Finding is the new doing. This is a concept that has slowly but surely grown in popularity. It is often that we see deployments of state-of-the-art technologies fail because they did not start with a solid foundation in Information Architecture and taxonomy planning. It gives the popular saying, “In the weeds!” a whole new meaning when you spend thousands of dollars and man hours on a project that fails in its user adoption. In order for users to be able to find information that they can reuse for their own purposes, they have to be able to be presented with a clear, usable interface and taxonomy that will quickly get them where they need to be. This can only be achieved with proper planning and team members that specialize in information architecture that can help your team develop navigational structures, meta data organization, search enhancements and optimization, site maps, and other key elements of good Information Architecture.
key resources
Information Architect (IA)
Your team should take great care to hire, as part of their team, an exceptionally skilled Information Architect during the Discovery, Definition, and Design project phases. The IA will take care to hold sessions with end-users that will discover the culture of the company and how they best relate to the technology that you are trying to deploy. Involving the end-users from early on the project’s lifecycle is known as “User Centric Design” which slightly changes the way we would normally use any Agile or Waterfall type of project management methodology. The IA is the person that makes those connections and establishes those relationships. Bringing in their experience from previous projects and finding a successful marriage between what was done before and what will work best for your end users. End-users will be engaged in one-on-one interviews as well as group assessment sessions to arrive at navigational elements, site maps, search factors, and meta data structures that work for them best. All of this will be documented and presented as a deliverable to the design and development teams.
Visual Designer (VD)
The visual designer and user experience specialist will be in charge of all the aesthetics of the project. Ensuring that the client brand is appropriately adopted for the project’s requirements. They will meet with the marketing associates and end users to deliver a design concepts board (usually in PowerPoint format) as well as obtain a Creative Brief and modify it to fit the project’s needs — including logo usage and color usage — in the Discovery phase of the project. These must be approved before moving forward with actual design compilation that will be delivered in full color (as JPG or PNG files) or a formal style guide is created. Once approvals are obtained, the designer will use graphical programs to arrive a design compilations that suit the technology that you are trying to deploy as well a detailed style guide that shows how the brand elements are incorporated into the design.

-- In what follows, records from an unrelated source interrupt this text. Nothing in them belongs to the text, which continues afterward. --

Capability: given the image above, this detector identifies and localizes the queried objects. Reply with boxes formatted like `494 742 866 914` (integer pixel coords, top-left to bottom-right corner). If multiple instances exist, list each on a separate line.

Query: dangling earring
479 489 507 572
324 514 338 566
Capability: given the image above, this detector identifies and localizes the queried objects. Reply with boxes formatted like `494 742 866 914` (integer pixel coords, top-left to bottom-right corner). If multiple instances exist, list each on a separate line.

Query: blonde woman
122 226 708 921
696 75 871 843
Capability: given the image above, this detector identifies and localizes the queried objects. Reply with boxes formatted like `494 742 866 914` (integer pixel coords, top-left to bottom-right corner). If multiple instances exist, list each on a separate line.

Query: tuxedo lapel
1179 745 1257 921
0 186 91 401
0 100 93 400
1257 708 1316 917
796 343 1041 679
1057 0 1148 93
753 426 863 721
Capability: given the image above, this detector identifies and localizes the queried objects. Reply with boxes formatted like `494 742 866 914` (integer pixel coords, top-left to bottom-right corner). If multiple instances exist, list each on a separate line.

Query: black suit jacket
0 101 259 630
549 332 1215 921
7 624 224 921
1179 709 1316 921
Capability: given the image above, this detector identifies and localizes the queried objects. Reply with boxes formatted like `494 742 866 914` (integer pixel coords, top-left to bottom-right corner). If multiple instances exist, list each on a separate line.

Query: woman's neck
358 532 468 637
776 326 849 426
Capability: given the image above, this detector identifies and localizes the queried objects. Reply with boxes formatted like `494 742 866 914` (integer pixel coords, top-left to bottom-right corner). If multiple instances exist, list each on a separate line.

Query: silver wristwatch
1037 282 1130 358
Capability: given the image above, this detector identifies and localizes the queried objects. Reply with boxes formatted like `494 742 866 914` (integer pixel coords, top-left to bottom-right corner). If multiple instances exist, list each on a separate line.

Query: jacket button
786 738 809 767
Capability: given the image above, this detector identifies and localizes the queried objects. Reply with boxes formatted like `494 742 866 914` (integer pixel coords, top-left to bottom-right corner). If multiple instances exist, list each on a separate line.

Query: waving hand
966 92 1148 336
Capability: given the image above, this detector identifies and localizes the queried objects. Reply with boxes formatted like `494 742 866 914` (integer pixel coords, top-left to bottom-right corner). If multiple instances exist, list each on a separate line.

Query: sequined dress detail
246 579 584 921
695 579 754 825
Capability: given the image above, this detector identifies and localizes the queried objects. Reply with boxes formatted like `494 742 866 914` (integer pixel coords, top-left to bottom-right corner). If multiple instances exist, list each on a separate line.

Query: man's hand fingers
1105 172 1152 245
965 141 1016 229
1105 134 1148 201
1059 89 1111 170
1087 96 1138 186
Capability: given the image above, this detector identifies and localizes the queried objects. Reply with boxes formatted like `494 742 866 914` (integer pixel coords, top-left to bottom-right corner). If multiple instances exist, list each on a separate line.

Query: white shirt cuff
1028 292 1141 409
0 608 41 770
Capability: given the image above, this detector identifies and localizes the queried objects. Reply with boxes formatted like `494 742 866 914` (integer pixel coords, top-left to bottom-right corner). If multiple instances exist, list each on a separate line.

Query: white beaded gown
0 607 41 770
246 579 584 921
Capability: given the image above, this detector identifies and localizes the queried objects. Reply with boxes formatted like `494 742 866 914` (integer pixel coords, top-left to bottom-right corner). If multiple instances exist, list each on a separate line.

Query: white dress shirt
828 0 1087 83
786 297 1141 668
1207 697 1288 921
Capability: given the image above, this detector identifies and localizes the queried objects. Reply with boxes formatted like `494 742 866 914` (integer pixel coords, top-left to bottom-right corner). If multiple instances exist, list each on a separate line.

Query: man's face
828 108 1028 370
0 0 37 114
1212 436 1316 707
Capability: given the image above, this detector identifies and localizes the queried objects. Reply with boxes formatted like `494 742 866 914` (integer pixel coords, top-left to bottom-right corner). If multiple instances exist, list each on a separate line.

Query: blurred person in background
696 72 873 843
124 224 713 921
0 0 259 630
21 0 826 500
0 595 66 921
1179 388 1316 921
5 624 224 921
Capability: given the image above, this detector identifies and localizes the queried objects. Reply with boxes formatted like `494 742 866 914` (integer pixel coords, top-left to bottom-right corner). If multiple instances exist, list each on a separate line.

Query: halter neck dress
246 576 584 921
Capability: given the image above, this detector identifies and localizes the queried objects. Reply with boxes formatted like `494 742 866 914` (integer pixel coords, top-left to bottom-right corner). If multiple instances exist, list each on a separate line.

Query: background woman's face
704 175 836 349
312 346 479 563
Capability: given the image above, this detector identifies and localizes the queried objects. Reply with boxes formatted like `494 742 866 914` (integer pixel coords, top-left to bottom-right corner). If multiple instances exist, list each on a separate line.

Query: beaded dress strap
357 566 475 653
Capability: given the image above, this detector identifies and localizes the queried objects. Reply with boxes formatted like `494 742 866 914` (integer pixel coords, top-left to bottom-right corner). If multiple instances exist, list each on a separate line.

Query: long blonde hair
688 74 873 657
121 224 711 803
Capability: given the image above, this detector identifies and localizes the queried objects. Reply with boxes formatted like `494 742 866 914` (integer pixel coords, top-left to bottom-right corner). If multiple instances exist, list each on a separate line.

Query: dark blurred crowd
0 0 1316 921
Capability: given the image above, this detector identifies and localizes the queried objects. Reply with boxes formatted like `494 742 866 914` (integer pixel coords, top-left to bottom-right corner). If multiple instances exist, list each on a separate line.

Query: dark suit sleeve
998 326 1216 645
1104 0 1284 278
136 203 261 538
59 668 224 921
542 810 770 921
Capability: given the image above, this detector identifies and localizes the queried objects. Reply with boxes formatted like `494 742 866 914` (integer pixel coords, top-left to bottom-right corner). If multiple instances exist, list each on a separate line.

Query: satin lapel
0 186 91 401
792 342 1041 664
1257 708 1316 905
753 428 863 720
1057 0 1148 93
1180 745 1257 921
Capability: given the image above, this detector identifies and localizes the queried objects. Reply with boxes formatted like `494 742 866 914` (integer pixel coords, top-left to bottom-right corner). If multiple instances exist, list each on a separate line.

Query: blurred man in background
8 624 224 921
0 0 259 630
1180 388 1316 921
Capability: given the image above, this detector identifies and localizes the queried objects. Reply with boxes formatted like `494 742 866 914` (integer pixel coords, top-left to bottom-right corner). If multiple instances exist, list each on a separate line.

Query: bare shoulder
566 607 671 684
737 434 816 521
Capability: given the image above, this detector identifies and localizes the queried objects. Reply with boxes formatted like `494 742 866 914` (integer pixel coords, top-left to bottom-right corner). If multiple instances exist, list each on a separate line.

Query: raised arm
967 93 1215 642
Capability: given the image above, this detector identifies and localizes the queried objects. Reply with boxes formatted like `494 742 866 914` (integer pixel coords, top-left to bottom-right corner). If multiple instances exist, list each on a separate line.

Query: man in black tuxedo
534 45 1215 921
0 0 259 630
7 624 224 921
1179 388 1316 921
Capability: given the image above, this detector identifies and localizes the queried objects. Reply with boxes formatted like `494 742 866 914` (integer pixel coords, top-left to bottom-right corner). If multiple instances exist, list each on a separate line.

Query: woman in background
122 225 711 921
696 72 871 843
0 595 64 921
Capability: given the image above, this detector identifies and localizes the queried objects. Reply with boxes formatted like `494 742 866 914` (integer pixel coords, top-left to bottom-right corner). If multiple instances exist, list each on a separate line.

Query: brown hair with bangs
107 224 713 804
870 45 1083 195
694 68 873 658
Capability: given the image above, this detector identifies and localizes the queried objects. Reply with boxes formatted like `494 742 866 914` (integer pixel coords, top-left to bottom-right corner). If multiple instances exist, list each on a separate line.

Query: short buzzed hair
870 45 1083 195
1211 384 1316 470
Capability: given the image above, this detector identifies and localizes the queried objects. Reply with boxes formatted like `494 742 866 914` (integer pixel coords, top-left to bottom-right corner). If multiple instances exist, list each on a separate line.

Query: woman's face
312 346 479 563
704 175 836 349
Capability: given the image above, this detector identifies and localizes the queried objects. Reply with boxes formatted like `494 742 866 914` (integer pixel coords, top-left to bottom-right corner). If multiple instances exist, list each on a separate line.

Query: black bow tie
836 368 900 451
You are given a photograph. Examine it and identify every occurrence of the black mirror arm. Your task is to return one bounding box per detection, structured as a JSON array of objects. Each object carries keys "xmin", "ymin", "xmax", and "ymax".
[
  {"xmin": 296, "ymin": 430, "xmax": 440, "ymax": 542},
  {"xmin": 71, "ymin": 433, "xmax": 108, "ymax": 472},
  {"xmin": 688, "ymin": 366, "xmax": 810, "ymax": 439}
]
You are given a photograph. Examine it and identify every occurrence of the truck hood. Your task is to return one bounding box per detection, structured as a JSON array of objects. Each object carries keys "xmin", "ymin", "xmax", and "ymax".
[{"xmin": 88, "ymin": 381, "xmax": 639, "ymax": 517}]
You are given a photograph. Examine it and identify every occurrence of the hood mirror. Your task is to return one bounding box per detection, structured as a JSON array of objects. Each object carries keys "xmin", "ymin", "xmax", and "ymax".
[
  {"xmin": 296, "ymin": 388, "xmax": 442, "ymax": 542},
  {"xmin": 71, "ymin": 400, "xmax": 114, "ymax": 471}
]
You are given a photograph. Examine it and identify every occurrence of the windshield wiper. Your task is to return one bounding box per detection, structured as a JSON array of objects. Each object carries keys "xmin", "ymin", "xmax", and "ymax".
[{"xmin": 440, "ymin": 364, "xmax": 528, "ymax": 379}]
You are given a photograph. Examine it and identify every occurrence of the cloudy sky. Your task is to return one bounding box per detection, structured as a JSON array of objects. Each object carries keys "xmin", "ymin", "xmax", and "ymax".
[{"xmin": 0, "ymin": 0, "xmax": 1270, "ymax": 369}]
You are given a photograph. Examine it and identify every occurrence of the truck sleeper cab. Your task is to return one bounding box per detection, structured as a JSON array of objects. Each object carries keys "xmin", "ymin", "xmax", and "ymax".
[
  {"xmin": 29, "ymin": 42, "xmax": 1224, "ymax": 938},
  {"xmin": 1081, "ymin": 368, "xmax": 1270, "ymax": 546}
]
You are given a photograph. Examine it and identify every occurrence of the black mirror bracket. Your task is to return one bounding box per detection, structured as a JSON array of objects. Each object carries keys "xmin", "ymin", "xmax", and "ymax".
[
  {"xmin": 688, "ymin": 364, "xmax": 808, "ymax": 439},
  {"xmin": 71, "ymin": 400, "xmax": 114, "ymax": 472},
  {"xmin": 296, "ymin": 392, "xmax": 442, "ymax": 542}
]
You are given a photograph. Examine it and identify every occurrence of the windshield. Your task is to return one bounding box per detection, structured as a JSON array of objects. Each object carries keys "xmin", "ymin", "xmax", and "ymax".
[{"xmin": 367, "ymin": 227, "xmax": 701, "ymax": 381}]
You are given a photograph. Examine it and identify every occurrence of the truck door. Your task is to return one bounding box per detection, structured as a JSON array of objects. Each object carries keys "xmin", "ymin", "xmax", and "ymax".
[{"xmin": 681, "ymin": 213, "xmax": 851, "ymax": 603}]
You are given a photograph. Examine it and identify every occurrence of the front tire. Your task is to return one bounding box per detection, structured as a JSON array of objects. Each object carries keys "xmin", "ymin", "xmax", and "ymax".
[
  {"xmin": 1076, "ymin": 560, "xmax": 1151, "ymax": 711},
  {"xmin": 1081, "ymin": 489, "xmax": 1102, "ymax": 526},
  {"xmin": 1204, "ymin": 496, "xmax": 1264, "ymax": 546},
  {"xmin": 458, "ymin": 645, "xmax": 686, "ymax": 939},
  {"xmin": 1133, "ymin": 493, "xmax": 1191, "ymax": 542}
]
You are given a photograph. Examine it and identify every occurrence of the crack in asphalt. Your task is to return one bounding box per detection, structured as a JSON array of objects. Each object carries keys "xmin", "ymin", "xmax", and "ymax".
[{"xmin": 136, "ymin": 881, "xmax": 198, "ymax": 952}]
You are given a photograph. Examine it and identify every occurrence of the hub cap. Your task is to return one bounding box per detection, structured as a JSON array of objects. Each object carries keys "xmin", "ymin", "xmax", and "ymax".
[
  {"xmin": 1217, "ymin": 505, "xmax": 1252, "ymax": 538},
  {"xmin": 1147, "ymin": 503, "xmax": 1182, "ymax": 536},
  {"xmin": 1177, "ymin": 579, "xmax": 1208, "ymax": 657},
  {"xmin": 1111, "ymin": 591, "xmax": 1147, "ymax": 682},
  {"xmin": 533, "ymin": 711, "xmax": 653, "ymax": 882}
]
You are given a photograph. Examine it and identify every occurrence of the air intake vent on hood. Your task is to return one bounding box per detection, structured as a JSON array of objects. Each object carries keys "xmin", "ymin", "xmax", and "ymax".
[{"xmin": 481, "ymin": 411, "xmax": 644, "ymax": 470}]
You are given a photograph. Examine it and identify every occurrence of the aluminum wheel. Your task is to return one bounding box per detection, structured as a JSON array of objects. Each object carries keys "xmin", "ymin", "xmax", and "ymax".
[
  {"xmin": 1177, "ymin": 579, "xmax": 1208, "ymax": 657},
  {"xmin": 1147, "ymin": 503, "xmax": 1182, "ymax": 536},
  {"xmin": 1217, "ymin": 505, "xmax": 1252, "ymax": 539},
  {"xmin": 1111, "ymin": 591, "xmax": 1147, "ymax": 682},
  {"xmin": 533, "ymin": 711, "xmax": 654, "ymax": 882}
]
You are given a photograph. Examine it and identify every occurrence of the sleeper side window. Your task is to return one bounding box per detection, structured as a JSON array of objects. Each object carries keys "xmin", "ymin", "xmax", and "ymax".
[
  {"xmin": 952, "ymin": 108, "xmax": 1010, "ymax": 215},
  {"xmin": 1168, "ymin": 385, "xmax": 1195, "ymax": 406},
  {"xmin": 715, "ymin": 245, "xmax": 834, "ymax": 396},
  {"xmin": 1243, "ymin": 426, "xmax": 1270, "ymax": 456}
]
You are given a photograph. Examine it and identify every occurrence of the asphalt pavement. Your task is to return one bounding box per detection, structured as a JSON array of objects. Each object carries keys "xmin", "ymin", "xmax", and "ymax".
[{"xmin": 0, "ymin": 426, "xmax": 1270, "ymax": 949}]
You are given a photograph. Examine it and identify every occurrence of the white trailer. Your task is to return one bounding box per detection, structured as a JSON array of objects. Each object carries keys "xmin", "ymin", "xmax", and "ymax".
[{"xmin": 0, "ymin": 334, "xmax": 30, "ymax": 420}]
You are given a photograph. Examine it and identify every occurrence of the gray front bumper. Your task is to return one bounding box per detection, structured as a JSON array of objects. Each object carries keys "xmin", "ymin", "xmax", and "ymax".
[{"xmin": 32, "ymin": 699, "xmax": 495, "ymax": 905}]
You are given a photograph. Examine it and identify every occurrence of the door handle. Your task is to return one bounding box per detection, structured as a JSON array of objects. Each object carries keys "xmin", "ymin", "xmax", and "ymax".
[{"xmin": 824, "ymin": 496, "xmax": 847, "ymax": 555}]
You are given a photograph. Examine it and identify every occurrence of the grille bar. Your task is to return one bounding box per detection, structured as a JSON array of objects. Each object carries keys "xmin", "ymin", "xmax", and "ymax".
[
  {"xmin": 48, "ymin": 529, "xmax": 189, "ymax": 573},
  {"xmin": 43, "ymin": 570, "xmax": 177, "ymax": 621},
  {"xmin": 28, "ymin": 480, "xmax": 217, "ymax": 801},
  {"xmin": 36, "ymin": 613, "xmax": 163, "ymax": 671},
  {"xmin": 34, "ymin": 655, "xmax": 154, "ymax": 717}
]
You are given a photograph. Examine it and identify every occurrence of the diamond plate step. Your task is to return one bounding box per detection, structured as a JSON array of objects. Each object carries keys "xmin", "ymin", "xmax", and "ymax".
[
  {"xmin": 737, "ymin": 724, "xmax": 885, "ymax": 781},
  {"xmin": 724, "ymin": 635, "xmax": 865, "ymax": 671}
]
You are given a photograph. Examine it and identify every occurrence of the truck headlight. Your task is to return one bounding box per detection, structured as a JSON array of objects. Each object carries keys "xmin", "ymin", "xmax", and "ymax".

It is common to have one person that services as both the IA and VD.
key deliverables
- [DISCOVERY] Design Concepts Board (DC)
- [DISCOVERY] Creative Brief (CB)
- [DISCOVERY] Information Architecture Requirements (IAR)
- [DEFINITION] Site Map
- [DEFINITION] Design Compilations in Full Color
- [DEFINITION] Style Guide (SG)
- [DEFINITION] Meta Data and Content Types Map
- [DESIGN] Information Architecture Design (IAD)
- [DESIGN] Graphical Elements Creation
- [DESIGN] User Interface Design (UI)
- [DEVELOPMENT] Information Architecture Implementation
- [DEVELOPMENT] Master Pages/Content Types/Page Layouts/Front End Development
- [DEVELOPMENT] User Acceptance Testing (UAT)
- [DEPLOYMENT] User Acceptance Testing Signoff (UAT)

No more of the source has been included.